The “spymasters” have known this for a couple years, at least, right?
Six weeks from Tuesday, we got a midterm election. Friday night’s news might, just might, have created hundreds of thousands of voters who might have changed their outlook on what the Bush administration has achieved over the last three years. “Where’s Osama?” has been a favorite mantra among the Democrats and other assorted Bush-bashers, Move-on-dot-org-sters, Michael Moore America-haters and anarchists, etc. If Osama is really room temperature, this would be the crumbling of a keystone in the delicate liberal power structure. Can’t have that.
Can’t have that, says who? The unbiased reporters and editors? No! God said they’re perfectly objective and just want to give us facts! And yet…somebody has a bias. Article says the report has been leaked. IT SAYS SO. Look at what they’re leaking. It could have been leaked any time. Why now?
The White House and senior Republicans often say their tough line has made America safer over the past five years.
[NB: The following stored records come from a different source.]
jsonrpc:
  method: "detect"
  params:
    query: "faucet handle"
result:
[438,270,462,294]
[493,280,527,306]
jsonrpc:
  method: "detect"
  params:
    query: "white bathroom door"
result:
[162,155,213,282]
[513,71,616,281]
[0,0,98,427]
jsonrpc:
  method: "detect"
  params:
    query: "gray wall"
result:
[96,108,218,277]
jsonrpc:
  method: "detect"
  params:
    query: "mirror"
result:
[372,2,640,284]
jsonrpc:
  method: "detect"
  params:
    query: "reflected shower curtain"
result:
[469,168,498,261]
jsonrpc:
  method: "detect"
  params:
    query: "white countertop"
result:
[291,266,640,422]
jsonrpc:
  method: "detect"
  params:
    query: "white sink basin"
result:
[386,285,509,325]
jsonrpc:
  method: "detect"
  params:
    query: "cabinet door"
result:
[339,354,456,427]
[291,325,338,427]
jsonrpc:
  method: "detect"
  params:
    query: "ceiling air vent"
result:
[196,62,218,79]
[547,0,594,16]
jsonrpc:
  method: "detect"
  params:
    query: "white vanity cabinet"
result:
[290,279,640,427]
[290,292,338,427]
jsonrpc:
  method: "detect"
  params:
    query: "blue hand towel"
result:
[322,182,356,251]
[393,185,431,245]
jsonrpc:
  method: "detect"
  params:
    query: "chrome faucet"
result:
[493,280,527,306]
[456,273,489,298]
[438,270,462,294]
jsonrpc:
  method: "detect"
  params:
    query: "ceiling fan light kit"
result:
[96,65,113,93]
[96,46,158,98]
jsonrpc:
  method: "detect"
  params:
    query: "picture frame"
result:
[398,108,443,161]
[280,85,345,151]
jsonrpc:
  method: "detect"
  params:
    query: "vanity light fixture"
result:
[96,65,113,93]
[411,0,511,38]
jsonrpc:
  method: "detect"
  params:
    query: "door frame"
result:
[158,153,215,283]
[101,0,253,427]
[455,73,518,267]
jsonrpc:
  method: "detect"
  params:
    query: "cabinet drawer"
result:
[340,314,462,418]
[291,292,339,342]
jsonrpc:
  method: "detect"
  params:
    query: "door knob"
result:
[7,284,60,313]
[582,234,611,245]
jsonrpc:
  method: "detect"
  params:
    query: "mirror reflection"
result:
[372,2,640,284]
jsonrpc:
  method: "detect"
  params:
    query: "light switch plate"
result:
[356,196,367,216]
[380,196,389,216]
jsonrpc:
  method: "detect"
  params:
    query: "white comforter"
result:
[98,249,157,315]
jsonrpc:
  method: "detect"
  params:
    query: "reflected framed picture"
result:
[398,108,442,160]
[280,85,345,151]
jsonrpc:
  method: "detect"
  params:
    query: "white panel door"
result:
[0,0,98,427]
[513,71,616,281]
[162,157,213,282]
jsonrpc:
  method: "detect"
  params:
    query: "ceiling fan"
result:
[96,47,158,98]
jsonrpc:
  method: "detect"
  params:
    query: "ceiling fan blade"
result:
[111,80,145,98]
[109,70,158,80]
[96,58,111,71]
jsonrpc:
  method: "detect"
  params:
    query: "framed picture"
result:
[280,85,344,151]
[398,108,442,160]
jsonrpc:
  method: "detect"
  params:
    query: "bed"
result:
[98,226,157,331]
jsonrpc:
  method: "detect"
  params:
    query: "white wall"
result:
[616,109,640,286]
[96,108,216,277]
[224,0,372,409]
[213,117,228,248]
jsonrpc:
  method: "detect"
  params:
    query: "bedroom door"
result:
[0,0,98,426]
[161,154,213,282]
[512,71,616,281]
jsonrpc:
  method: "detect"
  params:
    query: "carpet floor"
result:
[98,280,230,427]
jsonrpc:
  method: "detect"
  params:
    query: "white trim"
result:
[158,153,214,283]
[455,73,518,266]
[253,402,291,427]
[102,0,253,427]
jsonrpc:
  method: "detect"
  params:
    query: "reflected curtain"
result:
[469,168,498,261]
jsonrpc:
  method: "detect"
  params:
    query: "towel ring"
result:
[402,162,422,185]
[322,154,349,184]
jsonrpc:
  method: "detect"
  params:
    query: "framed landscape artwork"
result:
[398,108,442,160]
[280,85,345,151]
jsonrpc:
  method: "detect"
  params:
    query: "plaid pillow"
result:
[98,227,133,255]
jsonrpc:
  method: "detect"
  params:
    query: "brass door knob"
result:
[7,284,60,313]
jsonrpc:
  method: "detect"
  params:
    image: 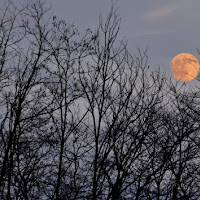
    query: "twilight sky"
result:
[49,0,200,84]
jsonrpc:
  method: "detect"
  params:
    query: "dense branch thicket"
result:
[0,0,200,200]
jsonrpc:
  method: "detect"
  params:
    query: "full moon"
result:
[171,53,199,82]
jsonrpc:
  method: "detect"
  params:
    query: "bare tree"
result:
[0,0,200,200]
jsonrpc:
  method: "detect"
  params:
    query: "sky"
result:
[49,0,200,85]
[0,0,200,85]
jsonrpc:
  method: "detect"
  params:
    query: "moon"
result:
[171,53,199,82]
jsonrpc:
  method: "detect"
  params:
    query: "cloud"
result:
[134,29,176,37]
[142,4,180,21]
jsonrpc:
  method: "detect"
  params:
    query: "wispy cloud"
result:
[142,3,180,21]
[134,29,176,37]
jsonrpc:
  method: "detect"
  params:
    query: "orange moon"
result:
[171,53,199,82]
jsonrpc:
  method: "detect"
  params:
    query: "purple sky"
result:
[51,0,200,84]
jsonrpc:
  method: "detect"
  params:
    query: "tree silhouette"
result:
[0,0,200,200]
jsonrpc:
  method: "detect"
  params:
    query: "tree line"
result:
[0,0,200,200]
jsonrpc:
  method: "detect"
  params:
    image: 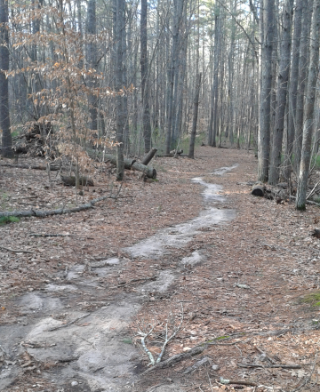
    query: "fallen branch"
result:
[142,344,208,375]
[0,163,61,171]
[105,154,157,179]
[0,186,121,218]
[138,304,183,366]
[238,363,302,369]
[141,148,158,165]
[218,377,258,387]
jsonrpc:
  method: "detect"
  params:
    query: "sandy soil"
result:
[0,147,320,392]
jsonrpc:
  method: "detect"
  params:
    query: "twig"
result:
[0,245,34,253]
[217,377,257,387]
[142,344,208,375]
[291,353,318,392]
[48,313,91,332]
[255,346,276,365]
[238,363,302,369]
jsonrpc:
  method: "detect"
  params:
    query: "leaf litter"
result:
[0,147,320,392]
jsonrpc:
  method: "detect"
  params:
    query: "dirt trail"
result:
[0,148,320,392]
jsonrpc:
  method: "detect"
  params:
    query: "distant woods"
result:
[0,0,320,209]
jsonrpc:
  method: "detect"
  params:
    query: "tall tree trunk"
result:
[86,0,98,131]
[113,0,126,181]
[208,5,222,147]
[189,72,202,159]
[284,0,307,180]
[140,0,152,153]
[166,0,184,154]
[258,0,274,182]
[269,0,293,185]
[0,0,13,158]
[295,0,312,172]
[296,0,320,210]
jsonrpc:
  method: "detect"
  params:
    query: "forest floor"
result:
[0,147,320,392]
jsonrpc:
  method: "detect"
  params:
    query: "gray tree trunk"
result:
[166,0,184,154]
[0,0,13,157]
[296,0,320,210]
[86,0,98,131]
[258,0,274,182]
[284,0,306,180]
[189,72,202,159]
[140,0,152,153]
[112,0,127,181]
[269,0,293,185]
[208,6,222,147]
[295,0,312,172]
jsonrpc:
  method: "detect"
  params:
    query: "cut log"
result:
[0,163,61,171]
[0,195,118,218]
[251,184,266,197]
[141,148,158,165]
[105,154,157,178]
[104,154,136,170]
[60,176,94,186]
This report indicates that America’s spymasters disagree with that opinion, and its findings could embarrass President George Bush in the run-up to November’s crucial midterm elections.
Uh, YEAH. Ya think?
Okay, then…let’s summarize what we’re supposed to believe here. Our journalists are paragons of objectivity, and the spooks cannot be that. Not when it comes to figuring out when to leak stuff, and what to leak…not unless you want to advance the notion that the timing is a coincidence. But as far as the stuff the spooks are leaking, how they came to put the report together, and the data that went into it, the spooks are honest and clear-headed thinkers, who only seek truth. They start to form an agenda about how our elections should turn out, ONLY, when they figure out what to do with the report when it’s put together. And, of course, when. They sit on the classified info like they have sworn to do, and when something comes along that might offer just the slightest chance of making the President look good, they pick something to leak, and out it goes.
At this point, though, if I choose to believe “news” is “objective,” I must necessarily maintain that objectivity is decided by the intent of the editor who put it together, and the reporter who got it…both of them objective and unbiased. The guy who gave it to the reporter is either biased as hell — or has a knack for timing. But I can still believe what I read. Anybody want to go for that one?
What the hell good does it do us if the reporters are objective? How does that even matter? We’re being led down a path. I can’t wait to see someone try to address this, and provide a sound argument to the effect that we’re not.